Taking steps to shield yourself from harm when escaping domestic violence can protect your physical and emotional well-being.
Create a safety plan
Before leaving an abusive partner, develop a plan to stay safe. It should cover where you can go and who you can contact for support. Careful preparation minimizes your possible risks in this hazardous situation.
Reach out for help
Seek support from friends, family or local organizations that assist individuals leaving abusive relationships. Inform someone you trust about your plans and let them know where you will be. Your support network can provide emotional and practical assistance during this challenging time.

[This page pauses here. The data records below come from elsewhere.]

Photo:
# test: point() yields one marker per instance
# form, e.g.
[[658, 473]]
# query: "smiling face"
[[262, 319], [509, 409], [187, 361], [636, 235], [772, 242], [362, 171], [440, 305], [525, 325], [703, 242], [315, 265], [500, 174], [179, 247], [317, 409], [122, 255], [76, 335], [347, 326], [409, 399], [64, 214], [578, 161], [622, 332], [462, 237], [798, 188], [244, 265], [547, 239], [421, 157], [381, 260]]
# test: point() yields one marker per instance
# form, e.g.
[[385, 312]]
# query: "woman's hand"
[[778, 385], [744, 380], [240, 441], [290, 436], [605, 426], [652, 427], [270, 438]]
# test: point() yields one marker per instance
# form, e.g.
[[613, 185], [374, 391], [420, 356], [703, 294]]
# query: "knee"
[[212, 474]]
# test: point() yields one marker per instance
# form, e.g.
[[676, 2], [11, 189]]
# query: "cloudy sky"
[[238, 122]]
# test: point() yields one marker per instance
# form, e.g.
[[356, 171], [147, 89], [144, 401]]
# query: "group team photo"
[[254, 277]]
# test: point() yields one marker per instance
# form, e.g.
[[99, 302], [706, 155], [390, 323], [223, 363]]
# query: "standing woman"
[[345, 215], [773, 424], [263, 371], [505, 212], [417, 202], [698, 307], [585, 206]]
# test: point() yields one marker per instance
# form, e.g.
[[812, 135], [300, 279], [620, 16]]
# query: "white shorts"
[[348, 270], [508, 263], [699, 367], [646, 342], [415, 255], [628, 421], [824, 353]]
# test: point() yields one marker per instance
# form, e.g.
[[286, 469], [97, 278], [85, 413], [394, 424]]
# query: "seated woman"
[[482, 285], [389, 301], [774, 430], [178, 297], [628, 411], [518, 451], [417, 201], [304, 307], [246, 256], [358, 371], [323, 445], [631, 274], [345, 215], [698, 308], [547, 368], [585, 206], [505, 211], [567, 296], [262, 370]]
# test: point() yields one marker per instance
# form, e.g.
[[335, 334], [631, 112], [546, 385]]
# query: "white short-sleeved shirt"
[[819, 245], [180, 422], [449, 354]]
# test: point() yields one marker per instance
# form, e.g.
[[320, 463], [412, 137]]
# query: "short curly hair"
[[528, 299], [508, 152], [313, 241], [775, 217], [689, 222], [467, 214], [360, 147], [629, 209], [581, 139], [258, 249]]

Secure important documents
Gather identification, passports, birth certificates and financial records. Keep these documents in a safe and accessible place, ensuring that you can take them with you when you leave. Having these documents on hand allows you to establish independence.
Pack an emergency bag
Prepare a bag with essential items like clothing, toiletries, medications and necessary documents. Keep it in a discreet but easily accessible location to ensure a quick departure if needed.
Change your routine
Alter your daily routine to minimize predictability. Changing the times you leave or return home can make it more challenging for an abusive partner to anticipate your movements. This can contribute to your safety as you plan and execute your departure.
Use technology safely
Be cautious when using electronic devices, as abusive partners may monitor online activities. Avoid using shared devices for planning or communication. Consider using private browsing modes, password protection and secure communication methods to maintain confidentiality.
Alert authorities if necessary
If you believe you are in immediate danger, contact local law enforcement. Share information about your situation and request assistance. Law enforcement agencies handle domestic violence situations and can provide guidance on protective measures.
Upon leaving, consider changing the locks on your new residence to enhance security. You may also want to consider installing security cameras or alarms for further protection.
If you can safely do so, document evidence of abuse, including photographs of injuries or damaged property. Keep a record of threatening messages or incidents. These records may be useful for legal purposes in the future.
According to the Centers for Disease Control and Prevention, about 75% of women and 48% of men who experience domestic violence had a serious injury caused by their partner. By knowing what to do, you can increase your chances of a successful and secure departure from an abusive relationship.